Registros do breu
Enquanto os onipresentes celulares procuram a luz para fazer surgir a melhor selfie, o fotógrafo Renan Cepeda recorre ao breu. Enquanto há urgência nas imagens que se embaralham nas redes, o fotógrafo Renan Cepeda abre o obturador de sua câmera e aguarda calmamente até que ele vagarosamente se feche. Enquanto a arte contemporânea recusa as estéticas agradáveis, o fotógrafo Renan Cepeda se baseia no belo. Enquanto os turistas se apressam em enquadrar o Cristo Redentor como símbolo de uma cidade, o fotógrafo Renan Cepeda enfoca uma cidade naturalmente harmônica.

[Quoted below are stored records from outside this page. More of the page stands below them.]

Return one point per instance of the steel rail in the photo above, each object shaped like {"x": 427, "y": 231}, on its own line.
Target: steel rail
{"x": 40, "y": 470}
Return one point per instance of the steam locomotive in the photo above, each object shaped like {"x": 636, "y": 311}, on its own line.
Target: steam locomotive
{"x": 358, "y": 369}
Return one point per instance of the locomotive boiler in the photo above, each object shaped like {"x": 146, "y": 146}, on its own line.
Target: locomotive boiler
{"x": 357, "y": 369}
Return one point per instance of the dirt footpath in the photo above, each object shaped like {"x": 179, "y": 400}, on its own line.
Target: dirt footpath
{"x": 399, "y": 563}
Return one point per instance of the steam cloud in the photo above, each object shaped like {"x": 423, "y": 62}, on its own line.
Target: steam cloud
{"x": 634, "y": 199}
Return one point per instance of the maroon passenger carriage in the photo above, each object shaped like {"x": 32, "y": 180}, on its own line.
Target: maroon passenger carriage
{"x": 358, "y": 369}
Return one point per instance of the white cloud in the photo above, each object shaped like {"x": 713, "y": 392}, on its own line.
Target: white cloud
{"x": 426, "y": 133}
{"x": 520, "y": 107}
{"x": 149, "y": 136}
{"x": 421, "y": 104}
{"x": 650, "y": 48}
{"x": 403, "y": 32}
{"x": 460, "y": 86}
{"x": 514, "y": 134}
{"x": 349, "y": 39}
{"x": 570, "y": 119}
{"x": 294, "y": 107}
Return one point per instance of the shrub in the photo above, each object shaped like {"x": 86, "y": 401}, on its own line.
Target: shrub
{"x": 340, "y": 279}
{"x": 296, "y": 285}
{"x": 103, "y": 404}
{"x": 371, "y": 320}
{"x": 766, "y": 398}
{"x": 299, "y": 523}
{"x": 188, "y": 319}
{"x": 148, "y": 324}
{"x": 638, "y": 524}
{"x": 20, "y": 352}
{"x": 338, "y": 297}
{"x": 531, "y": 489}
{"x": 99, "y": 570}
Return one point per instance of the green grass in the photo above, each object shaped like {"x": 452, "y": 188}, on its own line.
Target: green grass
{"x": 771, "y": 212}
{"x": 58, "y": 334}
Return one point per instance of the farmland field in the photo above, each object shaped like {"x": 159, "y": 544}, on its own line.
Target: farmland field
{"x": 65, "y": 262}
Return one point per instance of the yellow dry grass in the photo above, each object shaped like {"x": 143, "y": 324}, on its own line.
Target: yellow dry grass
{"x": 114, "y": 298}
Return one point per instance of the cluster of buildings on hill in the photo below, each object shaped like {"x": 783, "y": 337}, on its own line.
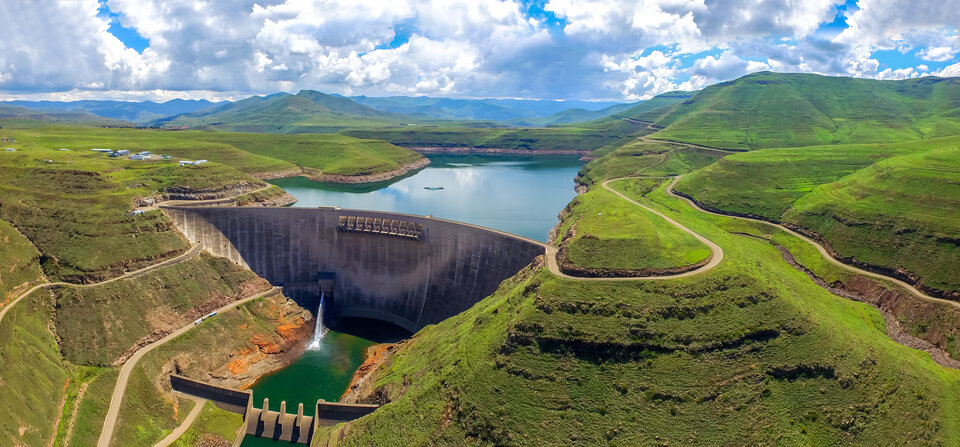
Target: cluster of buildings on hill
{"x": 143, "y": 155}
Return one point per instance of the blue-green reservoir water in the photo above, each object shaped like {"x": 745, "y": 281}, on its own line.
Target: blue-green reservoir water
{"x": 520, "y": 195}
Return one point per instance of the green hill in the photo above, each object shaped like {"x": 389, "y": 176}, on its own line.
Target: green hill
{"x": 307, "y": 111}
{"x": 750, "y": 353}
{"x": 766, "y": 109}
{"x": 893, "y": 207}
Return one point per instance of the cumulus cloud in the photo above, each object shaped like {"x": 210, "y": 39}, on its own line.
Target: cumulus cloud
{"x": 601, "y": 49}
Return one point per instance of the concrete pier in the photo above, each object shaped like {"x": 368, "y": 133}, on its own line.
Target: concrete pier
{"x": 409, "y": 270}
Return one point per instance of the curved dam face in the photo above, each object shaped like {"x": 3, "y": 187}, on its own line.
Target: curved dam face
{"x": 409, "y": 270}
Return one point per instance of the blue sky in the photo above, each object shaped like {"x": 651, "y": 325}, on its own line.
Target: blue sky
{"x": 555, "y": 49}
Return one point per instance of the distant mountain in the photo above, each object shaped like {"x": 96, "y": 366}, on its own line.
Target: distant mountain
{"x": 477, "y": 109}
{"x": 134, "y": 112}
{"x": 307, "y": 111}
{"x": 56, "y": 116}
{"x": 790, "y": 109}
{"x": 568, "y": 116}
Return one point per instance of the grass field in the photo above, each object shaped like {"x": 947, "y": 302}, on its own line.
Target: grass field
{"x": 331, "y": 154}
{"x": 97, "y": 324}
{"x": 611, "y": 233}
{"x": 902, "y": 213}
{"x": 219, "y": 347}
{"x": 34, "y": 377}
{"x": 565, "y": 138}
{"x": 892, "y": 206}
{"x": 764, "y": 110}
{"x": 255, "y": 154}
{"x": 213, "y": 425}
{"x": 19, "y": 263}
{"x": 750, "y": 353}
{"x": 647, "y": 157}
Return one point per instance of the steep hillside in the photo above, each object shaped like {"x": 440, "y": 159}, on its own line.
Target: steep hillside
{"x": 891, "y": 207}
{"x": 766, "y": 109}
{"x": 568, "y": 116}
{"x": 751, "y": 352}
{"x": 134, "y": 112}
{"x": 477, "y": 109}
{"x": 8, "y": 111}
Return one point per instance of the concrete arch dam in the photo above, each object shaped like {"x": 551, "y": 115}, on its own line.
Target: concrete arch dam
{"x": 408, "y": 270}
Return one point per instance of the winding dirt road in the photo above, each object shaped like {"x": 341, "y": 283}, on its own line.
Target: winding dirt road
{"x": 189, "y": 254}
{"x": 820, "y": 248}
{"x": 121, "y": 387}
{"x": 187, "y": 422}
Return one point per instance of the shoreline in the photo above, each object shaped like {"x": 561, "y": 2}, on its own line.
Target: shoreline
{"x": 372, "y": 178}
{"x": 345, "y": 179}
{"x": 493, "y": 150}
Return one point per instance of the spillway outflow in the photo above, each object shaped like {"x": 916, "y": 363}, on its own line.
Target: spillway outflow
{"x": 319, "y": 329}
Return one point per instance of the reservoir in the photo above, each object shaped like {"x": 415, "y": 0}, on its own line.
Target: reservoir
{"x": 516, "y": 194}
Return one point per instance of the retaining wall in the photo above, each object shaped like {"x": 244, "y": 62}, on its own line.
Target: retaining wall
{"x": 406, "y": 281}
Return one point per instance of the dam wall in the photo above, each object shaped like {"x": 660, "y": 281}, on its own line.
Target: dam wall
{"x": 409, "y": 270}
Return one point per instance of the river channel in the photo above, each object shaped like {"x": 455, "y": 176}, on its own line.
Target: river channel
{"x": 516, "y": 194}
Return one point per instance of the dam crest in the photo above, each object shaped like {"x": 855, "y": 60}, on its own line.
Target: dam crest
{"x": 408, "y": 270}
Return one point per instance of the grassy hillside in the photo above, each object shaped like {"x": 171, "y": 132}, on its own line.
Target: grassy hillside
{"x": 604, "y": 232}
{"x": 35, "y": 378}
{"x": 227, "y": 346}
{"x": 330, "y": 154}
{"x": 647, "y": 157}
{"x": 750, "y": 353}
{"x": 254, "y": 154}
{"x": 98, "y": 324}
{"x": 20, "y": 263}
{"x": 307, "y": 111}
{"x": 766, "y": 109}
{"x": 891, "y": 206}
{"x": 567, "y": 138}
{"x": 902, "y": 214}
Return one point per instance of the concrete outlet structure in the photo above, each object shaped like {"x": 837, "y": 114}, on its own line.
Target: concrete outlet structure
{"x": 408, "y": 270}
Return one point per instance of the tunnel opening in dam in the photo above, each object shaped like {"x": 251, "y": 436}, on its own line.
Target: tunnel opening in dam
{"x": 407, "y": 270}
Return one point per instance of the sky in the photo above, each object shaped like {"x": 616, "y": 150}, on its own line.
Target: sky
{"x": 622, "y": 50}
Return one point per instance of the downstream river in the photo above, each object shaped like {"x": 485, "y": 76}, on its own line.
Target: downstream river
{"x": 520, "y": 195}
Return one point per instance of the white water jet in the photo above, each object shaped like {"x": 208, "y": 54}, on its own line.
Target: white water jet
{"x": 319, "y": 329}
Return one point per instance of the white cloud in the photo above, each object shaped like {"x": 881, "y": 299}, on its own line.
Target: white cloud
{"x": 949, "y": 71}
{"x": 608, "y": 49}
{"x": 937, "y": 54}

“O Rio de Janeiro é uma cidade horrorosa cravada num lugar espetacular. A fotografia infravermelha consegue enaltecer a natureza sobre a cidade, porque a clorofila dos vegetais fica muito brilhante e acaba camuflando a cidade numa paisagem”, diz o homem que se fez artista ao tomar para si técnicas que vão além do clique fugaz. Quando não se utiliza do infravermelho, que capta uma radiação invisível aos olhos, ele se apropria do light painting, que consiste na iluminação manual, em espaços escuros, de áreas que se deseja claras.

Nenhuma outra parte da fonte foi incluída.